基因分析结果:应用PCR直接测序法检测患儿的SCN9A基因,显示患儿存在该基因的错义突变c.2573T>A,p.Leu858His(杂合),同时其母亲亦携带该突变基因。

根据患儿的阳性家族史,典型的临床表现和SCN9A基冈检测结果,确诊该患儿为PEM。其血常规正常,炎性活动指标正常,自身抗体阴性,血糖正常,且基因检测结果异常,排除SEM。根据其肢痛的部位及对称性,排除阵发性剧痛症及反射性交感神经失养症。
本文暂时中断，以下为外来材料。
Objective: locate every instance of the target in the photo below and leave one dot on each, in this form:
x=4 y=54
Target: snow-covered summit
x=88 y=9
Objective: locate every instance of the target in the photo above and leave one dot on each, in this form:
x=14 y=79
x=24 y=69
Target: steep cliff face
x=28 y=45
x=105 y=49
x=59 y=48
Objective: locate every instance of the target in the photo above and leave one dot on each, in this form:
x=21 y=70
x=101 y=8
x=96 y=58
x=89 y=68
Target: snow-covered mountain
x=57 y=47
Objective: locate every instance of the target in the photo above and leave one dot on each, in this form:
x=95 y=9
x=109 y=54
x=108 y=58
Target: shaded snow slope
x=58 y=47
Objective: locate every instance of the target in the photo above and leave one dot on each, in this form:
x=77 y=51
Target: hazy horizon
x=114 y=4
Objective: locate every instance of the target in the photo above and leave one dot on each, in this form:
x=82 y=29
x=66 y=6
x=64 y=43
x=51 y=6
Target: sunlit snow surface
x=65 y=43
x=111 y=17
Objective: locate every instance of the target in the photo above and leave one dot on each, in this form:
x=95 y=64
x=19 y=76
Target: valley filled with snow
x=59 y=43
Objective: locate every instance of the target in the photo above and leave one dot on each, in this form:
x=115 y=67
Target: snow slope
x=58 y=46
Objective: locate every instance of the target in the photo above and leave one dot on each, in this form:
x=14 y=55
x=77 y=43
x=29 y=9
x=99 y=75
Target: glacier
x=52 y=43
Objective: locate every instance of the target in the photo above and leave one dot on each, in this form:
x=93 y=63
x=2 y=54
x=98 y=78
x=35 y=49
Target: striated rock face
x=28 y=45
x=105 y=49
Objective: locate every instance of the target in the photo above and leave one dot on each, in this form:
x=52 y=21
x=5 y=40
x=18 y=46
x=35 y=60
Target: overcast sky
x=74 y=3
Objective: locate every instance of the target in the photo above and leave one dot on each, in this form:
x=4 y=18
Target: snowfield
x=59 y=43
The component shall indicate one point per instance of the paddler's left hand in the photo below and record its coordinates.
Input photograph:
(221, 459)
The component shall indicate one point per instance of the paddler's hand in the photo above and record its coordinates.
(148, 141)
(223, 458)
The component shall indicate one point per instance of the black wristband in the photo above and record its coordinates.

治疗及其转归:患儿初始给予美西律每日总量75 mg,一次口服。治疗7天后,足踝关节以下疼痛似略有缓解,但仍剧痛,疼痛时间每天可长达20 h。将美西律加量至每日100 mg.分两次口服,并辅以利多卡因阻滞足背神经,但症状仍无明显改善。其后将美西律加量至75 mg,每日3次口服,1个月后患儿的双下肢疼痛开始得到明显缓解,现患儿已能正常入睡并恢复上学。

患儿父母对交感神经阻滞疗法存有顾虑,因而未对患儿实施交感神经阻滞治疗。